We further use the moisture tracking approach (QIBT) [26] (Section S4) to explore where the precipitation is affected by the irrigation-induced water vapour (Fig. 4 and Fig. S7). Fig. 4 shows the contribution of irrigation in ME and India to local precipitation changes in percentage in April, May, and June (0.1 means 10% contribution to total precipitation).

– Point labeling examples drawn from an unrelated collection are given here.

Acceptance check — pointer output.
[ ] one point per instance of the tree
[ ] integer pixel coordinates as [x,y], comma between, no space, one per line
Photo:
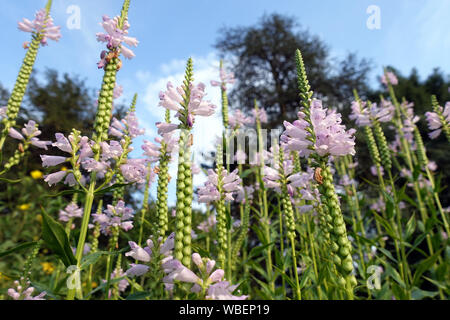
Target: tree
[413,89]
[264,66]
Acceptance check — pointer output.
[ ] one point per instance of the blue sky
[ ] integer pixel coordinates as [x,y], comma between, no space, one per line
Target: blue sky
[413,33]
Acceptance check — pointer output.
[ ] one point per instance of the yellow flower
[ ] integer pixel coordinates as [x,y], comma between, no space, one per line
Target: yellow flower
[47,267]
[36,174]
[24,207]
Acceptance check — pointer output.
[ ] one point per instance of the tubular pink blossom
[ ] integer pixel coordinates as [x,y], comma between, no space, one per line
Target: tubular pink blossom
[15,134]
[50,161]
[54,178]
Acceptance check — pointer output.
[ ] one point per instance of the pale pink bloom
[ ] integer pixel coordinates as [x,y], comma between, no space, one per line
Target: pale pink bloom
[195,169]
[360,114]
[41,25]
[331,136]
[115,216]
[54,178]
[62,143]
[15,134]
[435,122]
[50,161]
[137,270]
[197,259]
[432,165]
[374,171]
[240,157]
[260,115]
[20,293]
[138,253]
[40,144]
[30,129]
[3,111]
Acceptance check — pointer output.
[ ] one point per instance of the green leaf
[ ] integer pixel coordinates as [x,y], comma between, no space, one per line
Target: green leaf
[111,188]
[92,258]
[41,288]
[141,295]
[418,294]
[201,251]
[256,251]
[286,277]
[103,285]
[56,239]
[10,180]
[395,275]
[387,254]
[425,265]
[64,193]
[17,248]
[410,227]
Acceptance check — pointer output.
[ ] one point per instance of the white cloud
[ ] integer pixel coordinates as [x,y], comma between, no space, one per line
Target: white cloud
[206,129]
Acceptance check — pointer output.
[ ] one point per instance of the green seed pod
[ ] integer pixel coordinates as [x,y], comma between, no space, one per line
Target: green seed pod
[285,199]
[184,186]
[382,145]
[29,261]
[421,152]
[342,257]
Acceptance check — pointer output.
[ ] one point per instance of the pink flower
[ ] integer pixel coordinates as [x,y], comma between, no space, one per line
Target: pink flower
[115,216]
[137,270]
[261,115]
[138,253]
[3,112]
[15,134]
[71,211]
[113,150]
[20,293]
[435,122]
[172,99]
[54,178]
[331,136]
[50,161]
[62,143]
[135,170]
[41,25]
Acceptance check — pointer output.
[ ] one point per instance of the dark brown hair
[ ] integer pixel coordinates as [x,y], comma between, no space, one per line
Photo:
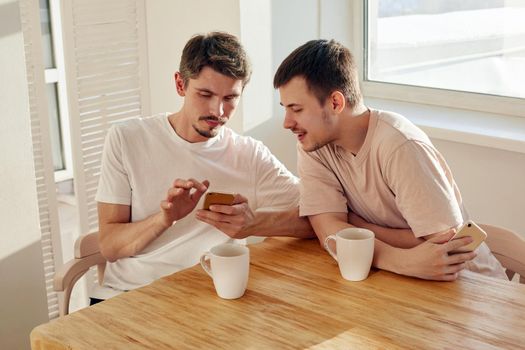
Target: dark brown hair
[218,50]
[326,65]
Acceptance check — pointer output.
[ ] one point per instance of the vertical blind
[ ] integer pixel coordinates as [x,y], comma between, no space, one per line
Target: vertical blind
[43,163]
[105,55]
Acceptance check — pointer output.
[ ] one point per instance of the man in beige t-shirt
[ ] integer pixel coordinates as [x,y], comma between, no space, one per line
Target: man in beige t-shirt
[372,169]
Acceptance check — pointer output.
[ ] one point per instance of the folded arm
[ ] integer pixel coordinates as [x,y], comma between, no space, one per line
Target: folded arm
[428,260]
[120,238]
[239,221]
[400,238]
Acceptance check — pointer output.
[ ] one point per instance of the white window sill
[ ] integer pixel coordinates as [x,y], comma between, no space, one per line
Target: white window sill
[482,129]
[63,175]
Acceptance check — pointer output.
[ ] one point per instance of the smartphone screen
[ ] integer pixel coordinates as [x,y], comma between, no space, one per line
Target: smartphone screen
[472,230]
[217,198]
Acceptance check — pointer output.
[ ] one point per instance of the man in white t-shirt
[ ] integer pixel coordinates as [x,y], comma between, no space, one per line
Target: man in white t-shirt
[155,170]
[372,169]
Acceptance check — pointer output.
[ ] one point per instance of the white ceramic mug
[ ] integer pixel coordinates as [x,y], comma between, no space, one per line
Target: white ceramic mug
[228,266]
[355,252]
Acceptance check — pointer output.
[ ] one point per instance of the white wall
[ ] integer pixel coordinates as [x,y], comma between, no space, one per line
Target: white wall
[492,182]
[23,303]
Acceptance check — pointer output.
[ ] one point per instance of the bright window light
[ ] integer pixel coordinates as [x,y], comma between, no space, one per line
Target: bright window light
[473,45]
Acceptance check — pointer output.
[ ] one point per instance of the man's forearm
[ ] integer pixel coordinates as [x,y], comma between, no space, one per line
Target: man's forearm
[280,223]
[401,238]
[121,240]
[386,257]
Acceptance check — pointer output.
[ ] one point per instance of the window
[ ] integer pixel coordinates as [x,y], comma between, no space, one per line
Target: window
[472,46]
[55,88]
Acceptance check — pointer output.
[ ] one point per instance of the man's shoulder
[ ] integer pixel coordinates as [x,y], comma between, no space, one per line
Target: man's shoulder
[140,123]
[393,129]
[241,142]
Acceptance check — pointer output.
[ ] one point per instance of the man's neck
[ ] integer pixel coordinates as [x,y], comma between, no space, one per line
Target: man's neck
[183,128]
[353,128]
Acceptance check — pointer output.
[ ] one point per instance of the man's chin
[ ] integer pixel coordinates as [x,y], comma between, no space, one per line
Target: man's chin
[208,133]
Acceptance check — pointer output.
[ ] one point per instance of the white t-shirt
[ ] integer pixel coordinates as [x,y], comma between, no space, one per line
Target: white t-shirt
[142,158]
[396,180]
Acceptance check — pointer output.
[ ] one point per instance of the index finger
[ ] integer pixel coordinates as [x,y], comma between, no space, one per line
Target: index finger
[224,209]
[239,198]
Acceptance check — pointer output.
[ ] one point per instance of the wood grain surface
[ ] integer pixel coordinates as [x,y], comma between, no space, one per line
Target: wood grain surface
[297,299]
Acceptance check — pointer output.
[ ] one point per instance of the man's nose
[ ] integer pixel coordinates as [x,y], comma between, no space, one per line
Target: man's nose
[289,122]
[217,108]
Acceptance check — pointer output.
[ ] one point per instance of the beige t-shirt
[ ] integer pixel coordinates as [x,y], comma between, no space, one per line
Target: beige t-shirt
[397,180]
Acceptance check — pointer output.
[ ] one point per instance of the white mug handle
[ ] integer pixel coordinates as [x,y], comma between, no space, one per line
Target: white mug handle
[205,263]
[327,247]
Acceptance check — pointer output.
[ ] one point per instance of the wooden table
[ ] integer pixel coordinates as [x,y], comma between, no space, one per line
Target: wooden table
[296,299]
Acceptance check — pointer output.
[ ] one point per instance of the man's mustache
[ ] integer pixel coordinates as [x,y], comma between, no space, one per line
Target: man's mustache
[214,119]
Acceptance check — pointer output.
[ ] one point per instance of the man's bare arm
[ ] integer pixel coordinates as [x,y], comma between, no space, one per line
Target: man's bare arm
[279,223]
[120,238]
[400,238]
[429,260]
[238,221]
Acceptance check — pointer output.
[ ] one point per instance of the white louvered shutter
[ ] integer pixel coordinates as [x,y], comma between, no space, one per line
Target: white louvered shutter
[42,156]
[106,69]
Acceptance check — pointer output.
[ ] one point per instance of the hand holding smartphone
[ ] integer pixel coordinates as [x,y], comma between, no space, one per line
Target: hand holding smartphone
[469,228]
[217,198]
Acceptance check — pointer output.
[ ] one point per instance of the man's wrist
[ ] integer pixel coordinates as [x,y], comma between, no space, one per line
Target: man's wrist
[389,258]
[161,224]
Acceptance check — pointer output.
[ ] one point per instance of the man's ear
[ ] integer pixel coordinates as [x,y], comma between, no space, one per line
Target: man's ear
[179,84]
[337,101]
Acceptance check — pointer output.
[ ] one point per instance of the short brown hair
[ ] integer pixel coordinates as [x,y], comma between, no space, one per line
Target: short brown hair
[326,65]
[220,51]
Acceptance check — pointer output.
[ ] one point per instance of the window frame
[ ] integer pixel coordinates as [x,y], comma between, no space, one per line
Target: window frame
[511,106]
[57,75]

The comparison reveals the comparatively insignificant contribution of irrigation in India on local precipitation over the KK. Although the positive irrigation-induced precipitation anomalies over some regions shown in the models (IRR-CTR) are not sufficiently demonstrated in the moisture tracking approach, it further clarifies the physical mechanism underlying the dynamic circulation changes that carry out more water vapor from the west to the KK region, and the positive precipitation anomalies over the KK region are most likely due to the enhanced westerly instead of direct moisture contribution from the irrigation.